I use to believe that liberalism had the potential to grow into something more, it merely needed the aid of those with varied life experiences to help guide those who sat atop privilege mountain to the promised land. After spending the last four years in exclusively liberal spaces, I’ve come to believe that that’s no longer a possibility. Those who enter those spaces ready to do the change work either find themselves - like me- fleeing to safety to lick our wounds and repair our broken spirit or so fundamentally changed that they can’t see that they too have become part of the problem. You can see this in politicians who after years of being in the system have moved from leftist ideology to firmly moderate -toeing the line- thinking. Devil’s advocating, excuse-making, and minimizing become the norm. Liberalism still operates in the system of white supremacy, its goal is to assimilate or destroy all who enter. Liberalism merely adds bumper stickers and pink-knitted hats. It still has the same goal. Assimilation.


I had already found myself pulling away from these organizations, the weight of living in my body with all the boxes I check and the exhaustion from having to fight in every space I walked into to prove I mattered was too damn much. But, I wanted to hold on to the spaces that seemed to hold the ideals of liberalism but existed on the outside of those white spaces. The thing about white supremacy, once that bitch gets in somewhere it spreads like a plague. Even the fringe spaces had caught the bullshit.

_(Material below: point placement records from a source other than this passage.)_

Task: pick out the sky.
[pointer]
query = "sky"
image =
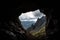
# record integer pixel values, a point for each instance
(30, 17)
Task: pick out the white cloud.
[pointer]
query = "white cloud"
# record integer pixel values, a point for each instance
(31, 16)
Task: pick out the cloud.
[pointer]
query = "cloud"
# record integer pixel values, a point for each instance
(31, 16)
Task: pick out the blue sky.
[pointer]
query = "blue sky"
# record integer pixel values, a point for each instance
(31, 16)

The moment I decided to hang up the towel came as I sat in a virtual space with other Black people, and one lamented about wishing there were more of us in a particular organization. I nodded in agreement sharing the sentiment. Then another individual chimed in, “But not too many of us” and everyone, but me, nodded in agreement and laughed.

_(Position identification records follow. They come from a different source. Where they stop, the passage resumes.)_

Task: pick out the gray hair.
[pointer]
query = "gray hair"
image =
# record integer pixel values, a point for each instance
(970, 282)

I felt sick. Their words were no different than the white people who sat across from me six years previously complaining about not wanting a particular Black educator to be present at an event because they were “too much”. Too much of what you ask? Too much of their happily Black, queer, and informed self. That’s exactly who we need more of in spaces! The white liberal woman who sat next to me at that meeting remained silent. Conveniently. She didn’t speak up, she only nodded in agreement and then after the fact said it was fucked up. “Can you believe that, Rayven?!” she said seeking solidarity and approval for her silence. She didn’t get the solidarity she sought and that was the last project we worked on together.


In that virtual space, I was right back in that boardroom and the faces looking back at me were my skinfolk but not my kinfolk. They had all become what we wished to change and I realized if it could happen to them, then it could happen to me.


I refuse to let that be my destiny.


A thought process built on being seen as being on the right side of history while actively avoiding the work of creating a future that is safe and inclusive can never be a leader in liberation.


Liberation work is a constant discomfort. It means analyzing every facet of your life, discerning how you can do better, and then doing the work of being better. It’s a multi-level approach that involves the polls, the pews, the schools, and the streets. Liberation work never sleeps. It doesn’t don a safety pin, it dons a mask. It doesn’t parade around the same half-dozen approved Black, brown, queer, young, and disabled folks and proclaim progress. It instead creates spaces where heteronormative whiteness is so small that the rainbow of humanity can thrive and flourish. Liberation doesn’t ask, “How will this make us look”, it asks “How will this impact the present and the future for the better of humanity?”.


Liberation doesn’t ask “How do we get more of these particular people to the table”, instead it asks, “What about our table is unsafe for others and what can we do to change it?”


And then it does the work of changing the table instead of requiring others to change in order to have an uncomfortable seat.


Liberation calls for us to examine the places we hold privilege and then move accordingly to build a world worthy of the generations that will come after us.


Liberation is bigger than liberalism.

Liberation asks us to be more than what the system wishes of us.


During this most holy of weeks, where Ramadan, Passover, and Easter collide as you look around those who fill your churches, synagogues, mosques, and gatherings ask yourselves, are we living for liberation or are we merely living for liberal likes?


And then shift accordingly because there can be no liberation without work and we all deserve to be safe and free.